# Travelling to France from ireland with dog



## Walmer (Mar 4, 2006)

Hi has anyone used Britanny Ferries from Cork - Roscoff? We used Irish Ferries last year - horrendous experience.


----------



## Nora+Neil (May 1, 2005)

We have travel with Irish ferries in the last 6 years and never had a -horrendous experience.

Irish ferries half the cost of Brittany ferries.

I know the bunk are nothing to write home about. 
What did you fine bad????


----------



## Walmer (Mar 4, 2006)

*travelling to France with dog*

Thanks for your reply. We have also used irish ferries (cheap and cheerful) for years, but last year was the first time with a dog and our experience was dreadful.


----------



## 88757 (May 9, 2005)

You've really raised the curiosity. Was the horror of the trip strictly linked to the fact that you had a pet? Irish Ferries certainly nothing to write home about, but agree with Nora + Neill, cheap and not so cheerful.

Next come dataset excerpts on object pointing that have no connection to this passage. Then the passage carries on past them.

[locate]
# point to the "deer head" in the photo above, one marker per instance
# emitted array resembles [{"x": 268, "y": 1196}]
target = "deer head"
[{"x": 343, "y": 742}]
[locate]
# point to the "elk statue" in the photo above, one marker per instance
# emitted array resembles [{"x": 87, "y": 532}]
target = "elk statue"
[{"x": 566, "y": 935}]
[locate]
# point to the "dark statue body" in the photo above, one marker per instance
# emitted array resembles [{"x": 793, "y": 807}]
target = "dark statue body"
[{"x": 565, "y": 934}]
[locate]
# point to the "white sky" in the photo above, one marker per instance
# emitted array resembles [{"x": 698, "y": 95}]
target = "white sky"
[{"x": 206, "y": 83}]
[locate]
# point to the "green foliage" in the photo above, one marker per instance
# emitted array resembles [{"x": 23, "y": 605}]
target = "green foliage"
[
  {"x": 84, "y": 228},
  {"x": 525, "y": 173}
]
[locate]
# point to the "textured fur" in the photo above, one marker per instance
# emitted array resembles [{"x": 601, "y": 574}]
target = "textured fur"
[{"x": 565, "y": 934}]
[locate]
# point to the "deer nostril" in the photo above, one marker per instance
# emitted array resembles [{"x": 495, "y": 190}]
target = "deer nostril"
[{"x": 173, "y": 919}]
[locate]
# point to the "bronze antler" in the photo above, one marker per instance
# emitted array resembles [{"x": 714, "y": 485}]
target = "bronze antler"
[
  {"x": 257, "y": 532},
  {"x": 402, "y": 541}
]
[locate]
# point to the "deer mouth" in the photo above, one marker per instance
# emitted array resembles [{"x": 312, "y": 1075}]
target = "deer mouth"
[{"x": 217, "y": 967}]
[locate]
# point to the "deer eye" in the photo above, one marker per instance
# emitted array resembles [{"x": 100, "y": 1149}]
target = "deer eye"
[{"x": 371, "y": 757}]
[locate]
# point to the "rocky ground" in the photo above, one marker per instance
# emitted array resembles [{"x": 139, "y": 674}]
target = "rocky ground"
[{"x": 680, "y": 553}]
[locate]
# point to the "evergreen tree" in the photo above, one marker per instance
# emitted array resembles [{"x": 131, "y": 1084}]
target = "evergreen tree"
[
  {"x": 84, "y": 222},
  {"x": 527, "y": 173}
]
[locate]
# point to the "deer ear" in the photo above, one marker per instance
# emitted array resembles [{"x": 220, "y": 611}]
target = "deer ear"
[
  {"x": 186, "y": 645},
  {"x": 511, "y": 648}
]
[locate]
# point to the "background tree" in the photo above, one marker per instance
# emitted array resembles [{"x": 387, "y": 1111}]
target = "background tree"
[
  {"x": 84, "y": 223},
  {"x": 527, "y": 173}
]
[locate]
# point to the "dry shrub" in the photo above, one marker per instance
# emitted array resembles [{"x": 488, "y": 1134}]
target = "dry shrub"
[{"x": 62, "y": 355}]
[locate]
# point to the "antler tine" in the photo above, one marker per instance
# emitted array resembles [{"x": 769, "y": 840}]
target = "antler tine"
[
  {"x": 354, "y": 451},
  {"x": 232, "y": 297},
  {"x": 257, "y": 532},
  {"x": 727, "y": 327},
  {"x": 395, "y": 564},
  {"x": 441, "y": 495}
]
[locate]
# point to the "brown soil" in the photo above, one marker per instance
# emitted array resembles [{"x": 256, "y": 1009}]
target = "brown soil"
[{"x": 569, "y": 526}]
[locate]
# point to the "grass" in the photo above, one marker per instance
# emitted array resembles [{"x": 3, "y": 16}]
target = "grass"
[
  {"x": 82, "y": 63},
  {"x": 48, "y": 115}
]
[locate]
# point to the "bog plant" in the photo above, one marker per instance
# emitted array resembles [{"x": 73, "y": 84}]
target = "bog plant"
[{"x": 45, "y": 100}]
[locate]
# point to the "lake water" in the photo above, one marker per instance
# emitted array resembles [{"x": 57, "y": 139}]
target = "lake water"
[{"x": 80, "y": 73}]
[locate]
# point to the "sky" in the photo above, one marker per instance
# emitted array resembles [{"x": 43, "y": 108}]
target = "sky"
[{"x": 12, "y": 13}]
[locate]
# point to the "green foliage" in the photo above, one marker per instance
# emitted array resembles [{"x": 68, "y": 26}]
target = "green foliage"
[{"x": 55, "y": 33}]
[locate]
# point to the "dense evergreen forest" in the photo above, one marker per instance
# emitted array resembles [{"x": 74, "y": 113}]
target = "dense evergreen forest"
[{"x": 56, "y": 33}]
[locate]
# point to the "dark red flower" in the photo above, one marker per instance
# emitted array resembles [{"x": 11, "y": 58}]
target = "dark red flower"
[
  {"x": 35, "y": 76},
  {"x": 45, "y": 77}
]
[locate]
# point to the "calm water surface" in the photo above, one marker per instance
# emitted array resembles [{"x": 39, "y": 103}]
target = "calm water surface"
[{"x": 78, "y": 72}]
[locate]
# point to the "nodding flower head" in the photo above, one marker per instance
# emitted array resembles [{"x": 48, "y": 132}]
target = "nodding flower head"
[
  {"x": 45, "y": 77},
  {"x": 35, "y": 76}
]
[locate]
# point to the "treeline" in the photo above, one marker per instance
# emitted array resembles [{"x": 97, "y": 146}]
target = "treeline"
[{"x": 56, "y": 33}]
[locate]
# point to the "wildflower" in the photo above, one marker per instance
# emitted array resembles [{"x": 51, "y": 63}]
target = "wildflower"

Last year we were really struck with how very depressed the Eastern European staff looked.
Mary


----------



## Nora+Neil (May 1, 2005)

One year we had a problem with our cabin door. 
A young fella came but had no english. We asked to see a Manager when he came we were told that there was only 3 English speaking on board.

What happened with the Dog?????/


----------



## 95932 (Aug 4, 2005)

I have traveled with Irish Ferries on a number of times and also with Stena Lines, if I can at all avoid it I will not travel with Irish Ferries again, the ships really need to be replaced.


----------



## Walmer (Mar 4, 2006)

*travelling to France with dog*

OK folks - this is what happened.
During my enquiries prior to travel I asked what the boarding procedure was for vehicles carrying dogs. I was told that we would have a yellow sticker, indicating that a dog was on board and that after driving into the ship, an officer would escort us from the vehicle to the kennels. 
No one commented on the sticker, or when we boarded.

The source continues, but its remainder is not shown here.